Espatifaram no chão a obra de arte... lá estava o passaporte para a vida de luxo e farra, colado ao lado do pedaço de jornal com o resultado oficial, saído naquele dia, 18 de agosto. Mal conferiram e "voaram" de bicicleta para a agência da Caixa, distante uns 4 km. O sobrinho chegaria 20 minutos depois, encontrando o portão encostado, os ladrões não queriam a morte do idoso em suas costas. Amarrado e amordaçado, o idoso não parecia abatido.
-- "Ligue pro Banco já, os miseráveis que roubaram o bilhete acabaram de sair daqui" !
O Banco foi reticente... a aposta era "ao portador", a Gerência não poderia embargar o pagamento do prêmio.
-- "Posso provar que fui roubado... basta segurar esses patifes na agência por algum tempo, já estamos chegando ! E podem chamar a polícia, quero esses 2 na cadeia" !
O velho fez questão de levar consigo antigo relógio "cuco", parado há séculos, iria mandar consertar. Separou 3 ou 4 apostas iguais, de semanas anteriores, para provar que os tais números sorteados eram palpite seu. Os espertalhões, ao vê-los, empalideceram, porém "fizeram cara de paisagem". O vovô pediu a aposta de volta.
-- "O senhor está maluco ? Essa aqui é nossa, "Noé" !
-- "Podem ficar com ela, não vale coisa alguma" !

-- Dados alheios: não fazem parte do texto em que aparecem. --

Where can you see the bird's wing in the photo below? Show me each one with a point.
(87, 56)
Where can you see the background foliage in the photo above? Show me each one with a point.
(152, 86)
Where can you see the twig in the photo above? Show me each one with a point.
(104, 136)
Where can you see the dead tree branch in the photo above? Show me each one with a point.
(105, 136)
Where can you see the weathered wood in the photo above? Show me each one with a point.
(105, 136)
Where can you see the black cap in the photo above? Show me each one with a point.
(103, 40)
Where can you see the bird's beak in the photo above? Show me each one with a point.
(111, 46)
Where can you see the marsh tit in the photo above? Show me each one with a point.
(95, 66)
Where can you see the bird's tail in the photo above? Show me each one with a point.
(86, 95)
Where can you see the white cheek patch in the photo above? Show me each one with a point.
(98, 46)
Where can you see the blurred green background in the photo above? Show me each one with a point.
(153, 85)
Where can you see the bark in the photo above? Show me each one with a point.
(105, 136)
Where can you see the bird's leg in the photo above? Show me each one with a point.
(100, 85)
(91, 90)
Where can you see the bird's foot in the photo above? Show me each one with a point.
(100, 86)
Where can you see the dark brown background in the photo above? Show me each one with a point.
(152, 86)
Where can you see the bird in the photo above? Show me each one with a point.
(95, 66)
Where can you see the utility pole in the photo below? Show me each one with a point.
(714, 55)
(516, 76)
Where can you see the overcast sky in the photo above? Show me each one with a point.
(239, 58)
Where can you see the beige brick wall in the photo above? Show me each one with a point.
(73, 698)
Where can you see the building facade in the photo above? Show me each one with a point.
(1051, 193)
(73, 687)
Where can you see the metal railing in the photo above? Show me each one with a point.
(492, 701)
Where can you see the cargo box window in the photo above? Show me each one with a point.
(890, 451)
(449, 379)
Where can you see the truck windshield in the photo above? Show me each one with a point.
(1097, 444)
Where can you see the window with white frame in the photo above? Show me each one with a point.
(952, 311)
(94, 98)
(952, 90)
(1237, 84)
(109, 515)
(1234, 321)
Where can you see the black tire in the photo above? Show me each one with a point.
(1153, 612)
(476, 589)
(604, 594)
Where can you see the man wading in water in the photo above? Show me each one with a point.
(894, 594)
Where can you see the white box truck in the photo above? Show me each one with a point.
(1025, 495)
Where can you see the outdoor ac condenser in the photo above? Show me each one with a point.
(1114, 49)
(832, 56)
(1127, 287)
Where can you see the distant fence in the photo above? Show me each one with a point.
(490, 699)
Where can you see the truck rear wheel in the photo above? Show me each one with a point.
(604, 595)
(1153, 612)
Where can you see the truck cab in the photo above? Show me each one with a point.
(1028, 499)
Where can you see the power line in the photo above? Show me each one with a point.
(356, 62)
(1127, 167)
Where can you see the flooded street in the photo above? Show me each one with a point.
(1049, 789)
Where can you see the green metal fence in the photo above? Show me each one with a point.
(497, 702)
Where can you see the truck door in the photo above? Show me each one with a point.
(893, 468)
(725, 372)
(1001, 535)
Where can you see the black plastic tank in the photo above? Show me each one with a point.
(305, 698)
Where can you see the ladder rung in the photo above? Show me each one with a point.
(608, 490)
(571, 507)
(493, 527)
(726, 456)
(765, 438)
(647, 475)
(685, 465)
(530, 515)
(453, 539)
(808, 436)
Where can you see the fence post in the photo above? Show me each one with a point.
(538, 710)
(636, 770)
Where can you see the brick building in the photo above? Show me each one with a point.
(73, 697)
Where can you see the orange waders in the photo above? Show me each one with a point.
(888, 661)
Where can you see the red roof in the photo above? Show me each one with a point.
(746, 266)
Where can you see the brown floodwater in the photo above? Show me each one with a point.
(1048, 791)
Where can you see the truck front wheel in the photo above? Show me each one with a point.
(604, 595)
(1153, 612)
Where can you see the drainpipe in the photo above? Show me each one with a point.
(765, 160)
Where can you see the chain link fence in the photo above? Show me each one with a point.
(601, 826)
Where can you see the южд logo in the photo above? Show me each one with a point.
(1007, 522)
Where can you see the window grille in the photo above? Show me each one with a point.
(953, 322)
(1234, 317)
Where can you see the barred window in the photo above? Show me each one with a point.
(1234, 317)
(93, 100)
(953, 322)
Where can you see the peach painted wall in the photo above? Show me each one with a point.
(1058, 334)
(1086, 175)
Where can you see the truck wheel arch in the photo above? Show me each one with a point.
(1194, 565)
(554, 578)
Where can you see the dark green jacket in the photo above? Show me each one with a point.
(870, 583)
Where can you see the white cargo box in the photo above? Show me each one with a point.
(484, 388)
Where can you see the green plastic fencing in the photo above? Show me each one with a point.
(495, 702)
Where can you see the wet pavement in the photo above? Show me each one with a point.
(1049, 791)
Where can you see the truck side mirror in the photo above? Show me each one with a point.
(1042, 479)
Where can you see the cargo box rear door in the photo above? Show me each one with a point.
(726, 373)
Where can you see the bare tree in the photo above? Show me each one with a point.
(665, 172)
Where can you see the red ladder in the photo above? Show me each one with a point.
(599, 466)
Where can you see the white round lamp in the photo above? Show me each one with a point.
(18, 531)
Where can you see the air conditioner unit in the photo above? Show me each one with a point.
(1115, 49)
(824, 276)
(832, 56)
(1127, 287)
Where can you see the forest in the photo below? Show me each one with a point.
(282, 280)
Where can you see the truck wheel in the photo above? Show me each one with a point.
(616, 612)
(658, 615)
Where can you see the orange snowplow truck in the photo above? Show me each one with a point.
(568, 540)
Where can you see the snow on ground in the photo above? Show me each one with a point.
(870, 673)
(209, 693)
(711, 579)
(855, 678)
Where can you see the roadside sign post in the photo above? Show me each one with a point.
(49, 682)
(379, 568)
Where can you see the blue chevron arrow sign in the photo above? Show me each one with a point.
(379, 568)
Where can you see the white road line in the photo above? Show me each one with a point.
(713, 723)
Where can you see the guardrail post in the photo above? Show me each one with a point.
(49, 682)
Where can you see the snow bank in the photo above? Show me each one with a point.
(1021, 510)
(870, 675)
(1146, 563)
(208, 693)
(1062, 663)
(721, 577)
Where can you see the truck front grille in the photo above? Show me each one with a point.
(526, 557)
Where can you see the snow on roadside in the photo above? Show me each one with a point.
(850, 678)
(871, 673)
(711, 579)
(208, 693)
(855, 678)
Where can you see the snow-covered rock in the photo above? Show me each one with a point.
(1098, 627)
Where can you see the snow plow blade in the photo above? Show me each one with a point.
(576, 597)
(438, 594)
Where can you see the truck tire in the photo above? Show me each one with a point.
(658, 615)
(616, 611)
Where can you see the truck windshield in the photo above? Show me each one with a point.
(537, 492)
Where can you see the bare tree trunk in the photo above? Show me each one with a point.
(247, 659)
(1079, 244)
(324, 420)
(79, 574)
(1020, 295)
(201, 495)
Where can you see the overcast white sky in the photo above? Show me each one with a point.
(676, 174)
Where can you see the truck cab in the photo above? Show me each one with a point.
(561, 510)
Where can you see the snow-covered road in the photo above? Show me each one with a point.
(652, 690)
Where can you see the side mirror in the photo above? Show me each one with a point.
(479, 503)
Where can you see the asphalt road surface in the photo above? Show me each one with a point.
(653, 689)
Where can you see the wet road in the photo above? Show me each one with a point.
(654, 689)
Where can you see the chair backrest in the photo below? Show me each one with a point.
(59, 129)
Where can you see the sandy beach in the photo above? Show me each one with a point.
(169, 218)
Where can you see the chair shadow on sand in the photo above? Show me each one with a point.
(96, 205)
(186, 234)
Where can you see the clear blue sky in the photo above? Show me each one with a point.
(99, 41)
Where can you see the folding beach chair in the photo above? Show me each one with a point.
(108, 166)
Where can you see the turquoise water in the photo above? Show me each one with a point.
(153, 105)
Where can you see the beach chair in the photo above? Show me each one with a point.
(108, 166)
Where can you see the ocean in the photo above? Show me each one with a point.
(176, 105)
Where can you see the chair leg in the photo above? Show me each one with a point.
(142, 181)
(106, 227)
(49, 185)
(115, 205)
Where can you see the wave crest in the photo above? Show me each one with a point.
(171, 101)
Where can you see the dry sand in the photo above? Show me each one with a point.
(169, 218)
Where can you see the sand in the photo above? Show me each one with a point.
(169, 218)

Para espanto do gerente e dos 2 ordinários, não tinham notado que o concurso do bilhete era o de número 1098 mas o resultado no recorte de jornal era o de 1099, os "lunfas" nem se ligaram nas datas, 13 e 18, bem parecidas e "passaram batidos".
A polícia entrava na agência bancária e prendeu a dupla de "irmãos Metralha" por cárcere privado e maus tratos a idoso. Segundo a Gerência demoraria semanas para comprovar a propriedade do prêmio, apenas com apostas antigas. Não foi preciso... o idoso apresentou a "velharia" que trazia consigo: atrás do relógio de fundo escuro, oculto por fitas adesivas pretas um pequeno envelope continha o bilhete verdadeiro, recebido e depositado na conta do sobrinho, sob o trato de lhe trazer a cada mês bela soma em notas graúdas e longe das vistas do "Leão" e da autarquia que lhe concedia os benefícios. Afinal tinha direito a aposentadoria, PAGARA porela anos a fio. Ciente de que o dono da papelaria "tinha culpa no cartório", nunca mais entrou na loja.